Here’s the brand of star UConn has been attracting. Stewart said her freshman year she had one goal. A national championship? Nope. Four of them.
“I knew it was going to be a statement that wasn’t going to be forgotten, that’s for sure,” she said Tuesday night. “Especially when you see everybody’s eyes look up in the press conference. But I’m glad I said it. Why not set your goals high? I did, and now I’ve reached them.”
Tip 3. Notice how ideal the location was Tuesday for the perfect coach with the perfect team to go passing Wooden’s 10 UCLA national championships. In Indiana, Wooden-land.
Auriemma won his 11th championship 30 miles from the village of Hall, where John Wooden was born ...
And 34 miles from Martinsville, where John Wooden went to high school ...
And 68 miles from Purdue, where John Wooden went to college ...
And 76 miles from Terre Haute, where John Wooden had his first head coaching job.
It has been a subject he has not seemed entirely comfortable discussing, whether it be because of Wooden’s aura, or that this might be apples and oranges with a men’s coach and a women’s coach, or that his focus is elsewhere, on his players’ quest.
“I’ve tried to keep it more in what are they thinking, what are they feeling, what’s going through their minds. I’m not really internalizing myself,” he said. “Maybe that will come later. I wish I could be in their heads to know what they’re thinking.”
That is why he barked at his Huskies during a timeout Tuesday, when they backed off and let Syracuse make a run, “You can’t stumble into the history books.”
And he was more interested in the dozens of former players who came back Tuesday to watch No. 11, rather than any Wooden ghost in air.
“What those 11 national championships mean to me is how many great players I’ve had the opportunity to coach and how many great people have come through our program,” he said to the audience in the post-game awards ceremony. “It doesn’t matter whose name I’m over, whose name I’m under, whose name I’m next to, as long as I have those names and those players in my memory, I’m good.”
Connecticut has allowed one opponent to shoot 50 percent ... in 443 games.
The Huskies are 122-1 their last 123 contests.
They are 84-7 in the NCAA tournament in this century and none of the wins have been by single digits.

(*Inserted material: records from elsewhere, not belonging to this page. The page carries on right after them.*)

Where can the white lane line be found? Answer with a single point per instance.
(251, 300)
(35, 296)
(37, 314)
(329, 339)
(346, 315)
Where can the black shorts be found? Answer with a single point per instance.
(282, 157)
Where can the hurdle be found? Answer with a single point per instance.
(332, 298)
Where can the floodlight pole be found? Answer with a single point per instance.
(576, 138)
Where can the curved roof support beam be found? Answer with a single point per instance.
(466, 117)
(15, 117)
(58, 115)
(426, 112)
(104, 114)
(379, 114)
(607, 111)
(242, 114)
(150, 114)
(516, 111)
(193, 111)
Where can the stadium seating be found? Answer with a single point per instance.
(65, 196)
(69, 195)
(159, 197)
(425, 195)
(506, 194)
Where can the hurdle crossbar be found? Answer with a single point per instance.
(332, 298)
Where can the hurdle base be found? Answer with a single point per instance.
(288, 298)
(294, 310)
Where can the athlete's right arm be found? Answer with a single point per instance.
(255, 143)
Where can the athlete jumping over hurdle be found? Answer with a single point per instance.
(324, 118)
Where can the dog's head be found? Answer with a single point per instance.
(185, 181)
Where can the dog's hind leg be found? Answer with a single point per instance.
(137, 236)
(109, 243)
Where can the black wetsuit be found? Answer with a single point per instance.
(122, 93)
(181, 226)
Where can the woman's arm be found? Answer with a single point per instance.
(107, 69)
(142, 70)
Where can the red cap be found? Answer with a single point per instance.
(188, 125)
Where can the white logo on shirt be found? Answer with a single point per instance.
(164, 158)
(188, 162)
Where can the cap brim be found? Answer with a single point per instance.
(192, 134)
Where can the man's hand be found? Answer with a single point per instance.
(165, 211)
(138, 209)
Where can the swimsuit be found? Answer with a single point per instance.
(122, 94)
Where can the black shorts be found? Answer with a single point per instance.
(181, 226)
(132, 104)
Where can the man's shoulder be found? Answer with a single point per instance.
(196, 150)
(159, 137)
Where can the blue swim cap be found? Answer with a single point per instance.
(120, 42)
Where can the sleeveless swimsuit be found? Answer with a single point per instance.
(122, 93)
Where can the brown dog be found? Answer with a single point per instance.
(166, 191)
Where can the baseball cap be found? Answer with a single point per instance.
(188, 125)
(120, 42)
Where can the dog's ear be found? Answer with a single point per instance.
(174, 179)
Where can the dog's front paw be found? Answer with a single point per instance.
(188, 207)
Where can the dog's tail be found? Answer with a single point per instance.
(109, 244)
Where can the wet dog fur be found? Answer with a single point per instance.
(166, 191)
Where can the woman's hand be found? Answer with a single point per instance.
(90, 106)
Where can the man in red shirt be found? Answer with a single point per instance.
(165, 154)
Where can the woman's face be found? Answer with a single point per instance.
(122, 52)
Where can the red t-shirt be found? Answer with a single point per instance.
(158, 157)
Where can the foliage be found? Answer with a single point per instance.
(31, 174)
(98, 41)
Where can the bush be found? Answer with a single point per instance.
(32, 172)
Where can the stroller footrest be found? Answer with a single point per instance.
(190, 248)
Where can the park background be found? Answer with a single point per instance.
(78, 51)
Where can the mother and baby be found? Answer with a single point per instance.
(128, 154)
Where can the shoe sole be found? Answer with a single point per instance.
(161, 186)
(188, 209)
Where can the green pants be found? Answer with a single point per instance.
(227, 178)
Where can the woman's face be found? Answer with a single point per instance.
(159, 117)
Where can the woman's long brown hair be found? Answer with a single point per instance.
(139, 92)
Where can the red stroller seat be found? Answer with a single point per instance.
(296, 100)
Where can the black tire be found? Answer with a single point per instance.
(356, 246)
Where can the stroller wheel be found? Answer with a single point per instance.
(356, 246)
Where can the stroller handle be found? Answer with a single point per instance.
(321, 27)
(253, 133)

Average winning margin in the four tournaments: 33.3. Not even Lew Alcindor could say that his three years at UCLA, where he was so dominant they outlawed the dunk trying to slow him down.

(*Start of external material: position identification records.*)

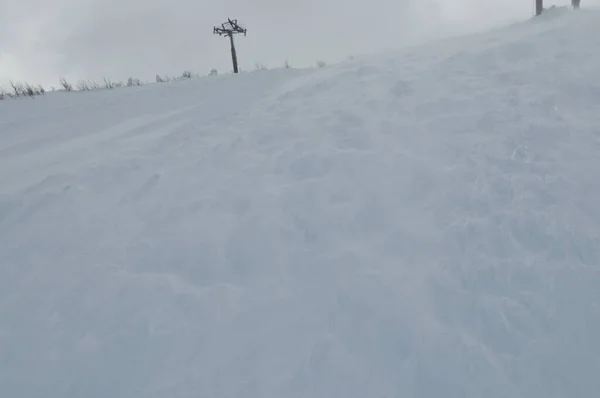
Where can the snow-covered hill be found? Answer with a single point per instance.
(423, 224)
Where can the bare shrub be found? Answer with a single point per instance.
(66, 85)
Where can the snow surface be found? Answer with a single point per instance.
(419, 224)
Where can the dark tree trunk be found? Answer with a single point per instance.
(233, 54)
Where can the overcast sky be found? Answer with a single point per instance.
(41, 40)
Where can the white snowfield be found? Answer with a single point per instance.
(420, 224)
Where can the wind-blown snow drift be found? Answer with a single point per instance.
(425, 224)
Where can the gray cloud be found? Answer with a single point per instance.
(41, 40)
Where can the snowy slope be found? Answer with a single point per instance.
(423, 224)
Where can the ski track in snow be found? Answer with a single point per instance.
(419, 224)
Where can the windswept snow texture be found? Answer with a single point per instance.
(424, 224)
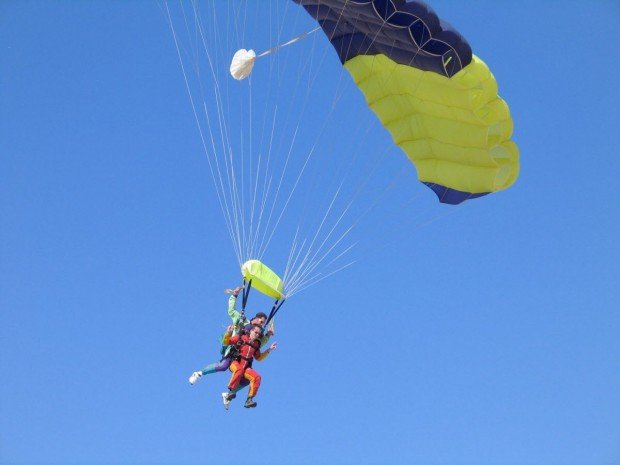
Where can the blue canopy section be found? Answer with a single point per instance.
(452, 196)
(408, 32)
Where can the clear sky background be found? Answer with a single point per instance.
(485, 334)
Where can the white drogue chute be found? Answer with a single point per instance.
(242, 63)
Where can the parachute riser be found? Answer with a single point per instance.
(247, 286)
(274, 310)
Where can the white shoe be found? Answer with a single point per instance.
(195, 377)
(226, 400)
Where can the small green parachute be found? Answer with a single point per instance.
(263, 279)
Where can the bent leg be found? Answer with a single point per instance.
(238, 370)
(242, 385)
(254, 378)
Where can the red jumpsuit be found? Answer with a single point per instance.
(241, 367)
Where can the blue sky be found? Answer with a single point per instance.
(485, 334)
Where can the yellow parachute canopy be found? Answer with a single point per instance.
(455, 130)
(263, 278)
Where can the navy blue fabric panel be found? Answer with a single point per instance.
(407, 31)
(452, 196)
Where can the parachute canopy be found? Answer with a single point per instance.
(438, 101)
(263, 279)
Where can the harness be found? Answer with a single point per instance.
(241, 342)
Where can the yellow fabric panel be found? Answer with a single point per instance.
(263, 278)
(455, 130)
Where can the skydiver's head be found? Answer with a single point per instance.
(256, 332)
(259, 319)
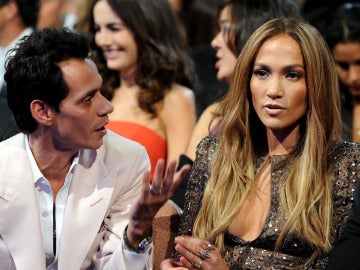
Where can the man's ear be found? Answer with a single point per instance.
(12, 10)
(41, 112)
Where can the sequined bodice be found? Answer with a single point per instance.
(344, 171)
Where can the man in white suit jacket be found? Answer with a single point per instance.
(72, 194)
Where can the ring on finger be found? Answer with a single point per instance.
(197, 265)
(204, 254)
(155, 191)
(209, 247)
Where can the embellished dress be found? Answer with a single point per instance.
(344, 170)
(154, 144)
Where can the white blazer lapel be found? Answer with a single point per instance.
(86, 207)
(19, 223)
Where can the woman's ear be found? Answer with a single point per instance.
(41, 112)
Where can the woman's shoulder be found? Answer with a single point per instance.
(178, 91)
(344, 149)
(178, 99)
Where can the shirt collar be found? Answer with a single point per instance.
(35, 169)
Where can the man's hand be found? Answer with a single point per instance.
(153, 197)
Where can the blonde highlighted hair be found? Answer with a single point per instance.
(306, 196)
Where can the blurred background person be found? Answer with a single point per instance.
(343, 37)
(51, 14)
(17, 19)
(148, 76)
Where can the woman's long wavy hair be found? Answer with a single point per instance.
(163, 58)
(306, 195)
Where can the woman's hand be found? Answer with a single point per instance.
(196, 253)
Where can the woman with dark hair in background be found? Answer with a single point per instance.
(147, 74)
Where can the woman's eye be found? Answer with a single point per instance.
(343, 65)
(293, 75)
(260, 73)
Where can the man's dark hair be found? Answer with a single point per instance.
(33, 71)
(28, 10)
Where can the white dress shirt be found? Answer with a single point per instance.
(44, 197)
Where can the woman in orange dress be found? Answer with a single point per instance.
(147, 74)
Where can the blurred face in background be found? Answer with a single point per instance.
(347, 58)
(115, 39)
(50, 13)
(226, 59)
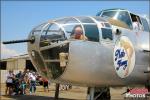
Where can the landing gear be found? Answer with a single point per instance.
(99, 93)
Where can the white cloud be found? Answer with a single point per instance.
(7, 52)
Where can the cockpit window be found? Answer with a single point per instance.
(51, 33)
(145, 25)
(67, 20)
(71, 30)
(85, 19)
(91, 32)
(118, 18)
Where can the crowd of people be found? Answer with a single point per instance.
(23, 82)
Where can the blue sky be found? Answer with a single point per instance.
(19, 17)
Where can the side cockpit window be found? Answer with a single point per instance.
(118, 18)
(145, 25)
(136, 22)
(91, 32)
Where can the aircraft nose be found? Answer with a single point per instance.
(49, 51)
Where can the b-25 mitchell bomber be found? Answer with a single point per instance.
(107, 50)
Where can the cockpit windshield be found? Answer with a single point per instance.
(118, 18)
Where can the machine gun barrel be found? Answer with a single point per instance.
(19, 41)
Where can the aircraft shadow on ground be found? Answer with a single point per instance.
(33, 97)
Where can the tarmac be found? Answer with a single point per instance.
(76, 93)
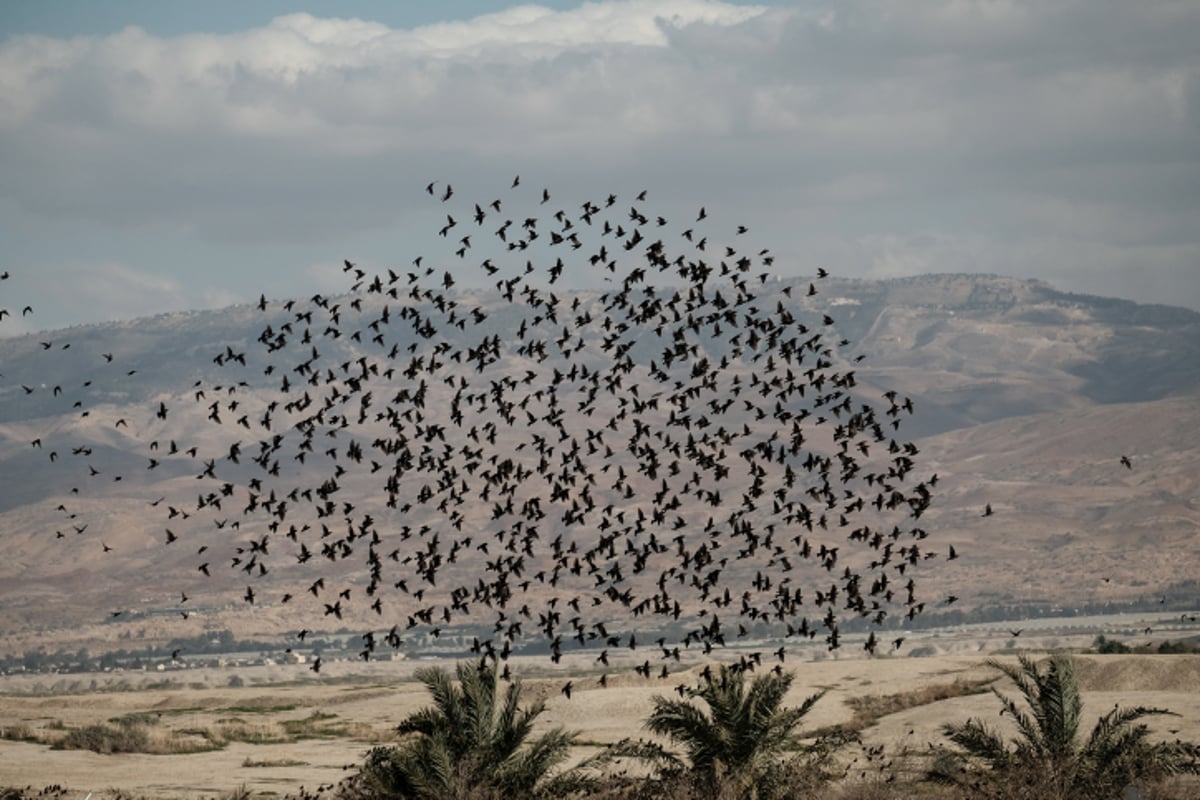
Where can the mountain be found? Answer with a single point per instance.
(1025, 398)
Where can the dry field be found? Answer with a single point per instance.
(283, 731)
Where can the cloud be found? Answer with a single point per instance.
(97, 292)
(887, 136)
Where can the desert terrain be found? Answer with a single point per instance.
(276, 729)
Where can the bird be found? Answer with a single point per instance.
(634, 411)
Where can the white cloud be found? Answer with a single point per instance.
(883, 132)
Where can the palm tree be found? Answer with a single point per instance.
(1116, 752)
(742, 732)
(467, 743)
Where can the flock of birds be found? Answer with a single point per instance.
(682, 456)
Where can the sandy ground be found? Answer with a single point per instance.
(371, 698)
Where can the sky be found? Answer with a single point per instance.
(165, 156)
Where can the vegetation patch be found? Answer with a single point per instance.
(250, 763)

In this past tournament, their opponents averaged 50.3 points for the game. Connecticut averaged 51.7 for the first half.
Tip 5. In this tournament, the Notre Dames and Baylors and Marylands and Tennessees and Stanfords went down like bowling pins. One could claim growing parity in the game.
And then you look at Connecticut. In the end, all that was left to stop the Huskies was Syracuse—hoping to be part Rocky, part Miracle on Ice.
The Orange were neither. The gap between No. 1 and everybody else looks like the Pacific Ocean. But this isn’t the first sport to have that happen. UConn hasn't had a play written about it -- Damn Huskies. At least not yet.
So they have ransacked the history book to a spectacular degree. But what happens now? Stewart, Morgan Tuck and Moriah Jefferson are the core, and the core will be gone, with fourpeat mission accomplished.
“The rest of the players coming back are in for a rude awakening,” Auriemma said. “It’ll be one of the more difficult adjustments we’ve had in the time that I’ve been there. That’s OK. I’m looking forward to it. There’s a lot of new stories to be written.”
More stock might be put on something Stewart said.
“I don’t think UConn ever has a rebuilding year. I don’t think we rebuild, we just reload.”
There are 11 trophies now to prove her point. And a relentless march through time that must be appreciated, no matter how lopsided many of the games.